Psalm 119:105 describes God’s word as a lamp to guide your steps. As you read your Bible this week, let God illuminate and direct your path.
Genesis 1 reveals the Creation story, but in many ways, it’s a reflection of our new birth as believers in Christ. Light, change, purpose.
Not much good comes from lurking in the shadows. What areas of your life do you need to bring into the light and confess before the Lord?
In Genesis 1:4, God called the light good. When our sin is brought to our attention, it feels painful. Let God illuminate it, anyway.

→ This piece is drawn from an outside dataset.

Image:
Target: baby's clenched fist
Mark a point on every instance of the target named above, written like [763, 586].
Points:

I don’t know about you, but I was pretty certain that I had my life figured out at 19. I knew what career I would pursue, where I would live, the boy I was going to marry, and that we would have four kids together (two boys and two girls—to alleviate some of the sibling rivalry that my brother and I experienced).

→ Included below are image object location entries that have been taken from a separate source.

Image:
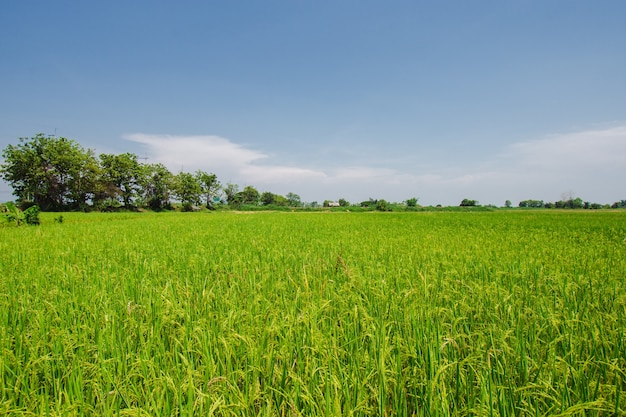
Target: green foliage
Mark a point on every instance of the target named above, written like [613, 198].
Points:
[382, 205]
[52, 172]
[187, 189]
[293, 200]
[13, 214]
[31, 216]
[468, 203]
[121, 177]
[436, 313]
[209, 186]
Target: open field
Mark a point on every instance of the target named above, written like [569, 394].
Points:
[502, 313]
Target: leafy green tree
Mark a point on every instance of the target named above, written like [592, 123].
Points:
[267, 198]
[187, 189]
[209, 186]
[382, 205]
[121, 177]
[468, 203]
[250, 195]
[54, 173]
[232, 194]
[293, 200]
[156, 184]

As life would have it, though, I never did marry that boy; I’m in a completely different career now; I live in another part of the country; and suffice it to say, God had a sense of humor when it came to allocating my children.
Why is it that we think we have to have our whole lives planned out in advance? Don’t get me wrong; I’m all for setting goals, but we have to be willing to make allowances for change, as well. How can we take steps of faith when God calls us down a different path if we are locked into a certain outcome for our lives?

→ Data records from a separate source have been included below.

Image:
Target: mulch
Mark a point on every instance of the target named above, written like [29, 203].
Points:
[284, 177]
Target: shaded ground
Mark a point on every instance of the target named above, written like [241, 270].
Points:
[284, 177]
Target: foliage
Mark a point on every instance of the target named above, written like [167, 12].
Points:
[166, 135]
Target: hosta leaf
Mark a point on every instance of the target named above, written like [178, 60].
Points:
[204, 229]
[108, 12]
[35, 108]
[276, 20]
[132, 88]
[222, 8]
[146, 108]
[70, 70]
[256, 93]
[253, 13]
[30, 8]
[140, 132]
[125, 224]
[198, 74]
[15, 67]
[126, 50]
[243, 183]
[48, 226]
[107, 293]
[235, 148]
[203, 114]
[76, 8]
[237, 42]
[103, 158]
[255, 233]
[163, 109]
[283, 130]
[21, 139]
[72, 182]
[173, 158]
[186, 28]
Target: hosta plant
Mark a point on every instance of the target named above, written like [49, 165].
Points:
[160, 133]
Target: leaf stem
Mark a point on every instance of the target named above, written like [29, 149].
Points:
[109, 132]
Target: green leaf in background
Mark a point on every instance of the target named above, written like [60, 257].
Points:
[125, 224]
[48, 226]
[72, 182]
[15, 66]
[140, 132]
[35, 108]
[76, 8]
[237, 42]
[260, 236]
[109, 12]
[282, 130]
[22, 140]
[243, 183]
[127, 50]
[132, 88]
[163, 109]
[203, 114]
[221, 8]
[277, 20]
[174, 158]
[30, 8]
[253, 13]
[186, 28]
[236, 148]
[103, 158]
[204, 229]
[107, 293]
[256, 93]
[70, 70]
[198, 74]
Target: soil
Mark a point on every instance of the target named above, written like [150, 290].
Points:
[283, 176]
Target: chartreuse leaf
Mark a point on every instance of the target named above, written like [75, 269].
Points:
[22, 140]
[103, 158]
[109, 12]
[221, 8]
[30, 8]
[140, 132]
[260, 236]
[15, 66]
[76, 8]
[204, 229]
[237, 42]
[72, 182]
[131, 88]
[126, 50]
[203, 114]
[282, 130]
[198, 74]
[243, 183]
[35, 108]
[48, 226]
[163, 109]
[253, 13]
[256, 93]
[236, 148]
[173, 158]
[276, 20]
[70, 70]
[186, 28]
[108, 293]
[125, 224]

Even the Creation story echoes this notion. Check out Genesis 1:1-3, where God began by separating light from darkness. He didn’t start with creating mankind, or even sculpting the earth. In fact, verse 2 says, “The earth was formless and empty” (NLT). God built his creation one step at a time: light before form.
Perhaps it’s just me, but I think we often grope through life in the dark trying to get things just-so, when what we really need to do is focus on the Lord first and foremost.
King Solomon mused in Ecclesiastes 2:13-14, “Wisdom is better than foolishness, just as light is better than darkness. For the wise can see where they are going, but fools walk in the dark.” If your life doesn’t look like you’d hoped or planned at this point, perhaps a good first step would be to examine the influences of “light” and “darkness.” What are you involved in that reflects the goodness of God? By contrast, what areas of sin in your life are lurking in the shadows?
Christians can go through dark times, too. In Eph. 1:18, Paul prays for their hearts to be “flooded with light” and hope. Amen!
Job 24:13 reminds us that there will be folks who “rebel against the light.” Instead of discouraging you, let it push you to shine brighter!